Sunday, December 13, 2009

Book Review: "The Book"

Nicole Howard's The Book: The Life Story of a Technology was first published in 2005 as part of Greenwood Press' Technographies series, and has been re-published this fall in paperback by Johns Hopkins University Press. Defining technology as a "manmade artifact that serves a practical function," Howard points out that "no other technology has had the impact of this invention. Indeed the book is the one technology that has made all the others possible, by recording and storing information and ideas indefinitely in a convenient and readily accessible place" (p. vii-viii). She argues that "by examining the book as a technology, we get the best example of how profoundly information and media technology affect culture and history, and how vital the technology of the book has been to cultural and intellectual change (p. ix).

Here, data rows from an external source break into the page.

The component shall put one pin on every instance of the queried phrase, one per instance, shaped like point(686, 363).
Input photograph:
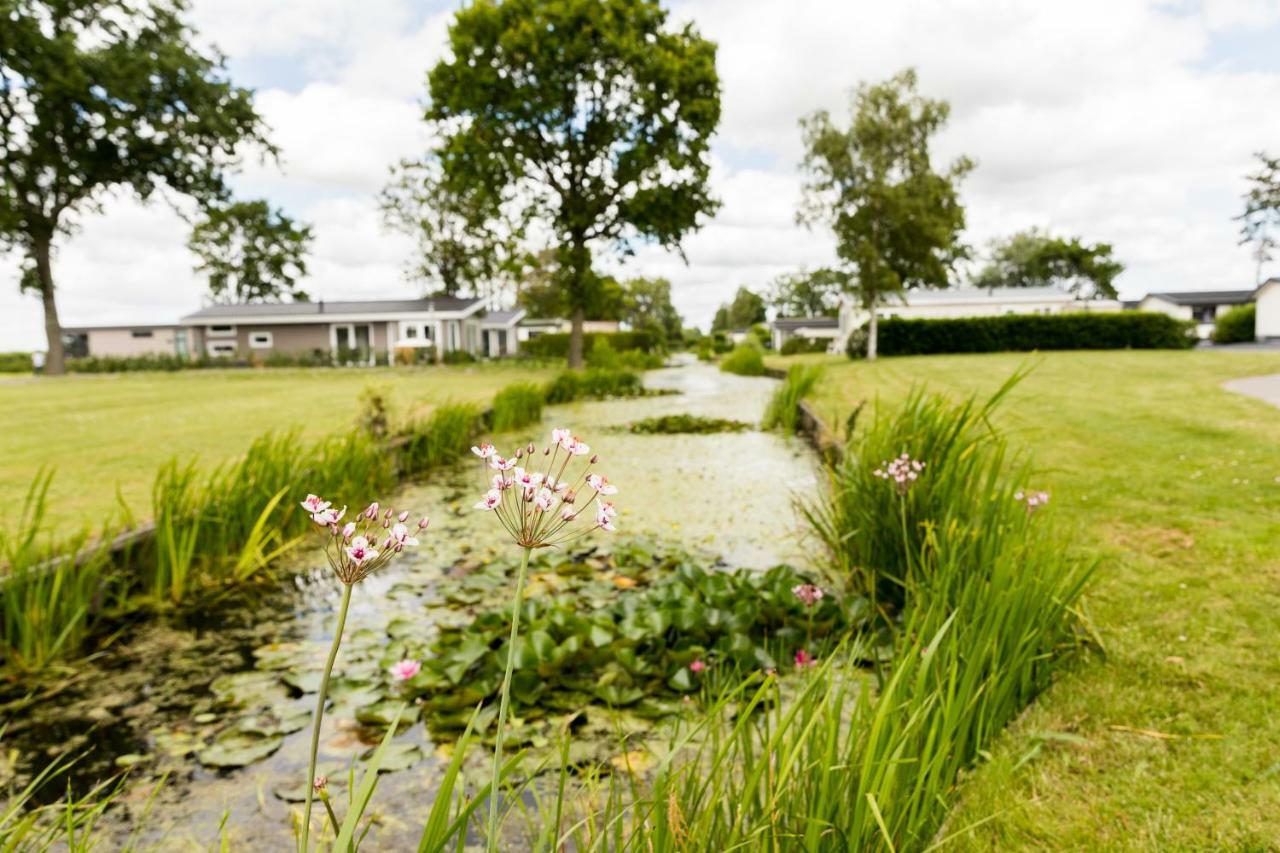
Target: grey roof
point(503, 318)
point(1206, 297)
point(323, 306)
point(805, 323)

This book traces the web of technologies involved in the creation and culture of books (illustration, ink, parchment, paper, type, printing, &c., &c.), as well as those involved on the human side (printer, publisher, author, typesetter, librarian, bookseller, &c., &c.), creating a very succinct history of the book that will be quite useful, I suspect, in introductory book history courses as a survey text (or by any bibliophile who wants to know more). At just 150 pages, it's a quick but useful synopsis of the subject. The references could be more frequent (although since in-text citation is used, more frequent references might be rather bothersome) and the reproduction quality of some images used here is not the best (almost comically ironic in a couple of cases, including a very fuzzy image of what is an extremely detailed Dürer woodcut).

Extremely minor quibbles aside, this is a good overview of the book from the days of papyrus scrolls to the 21st century, when books will go through another series of changes, she argues, but will remain in some form "the world's most critical technology" (p. 158).

The bibliography can certainly be put to good use by those who find themselves interested in one aspect or another of what Howard discusses in the text; there's much fodder there for the curious.

1 comment:

James said...

I've found that the best books have great bibliographies. Your review suggests this is a good book, not without flaws, but the addition of the bibliography surely piques my interest.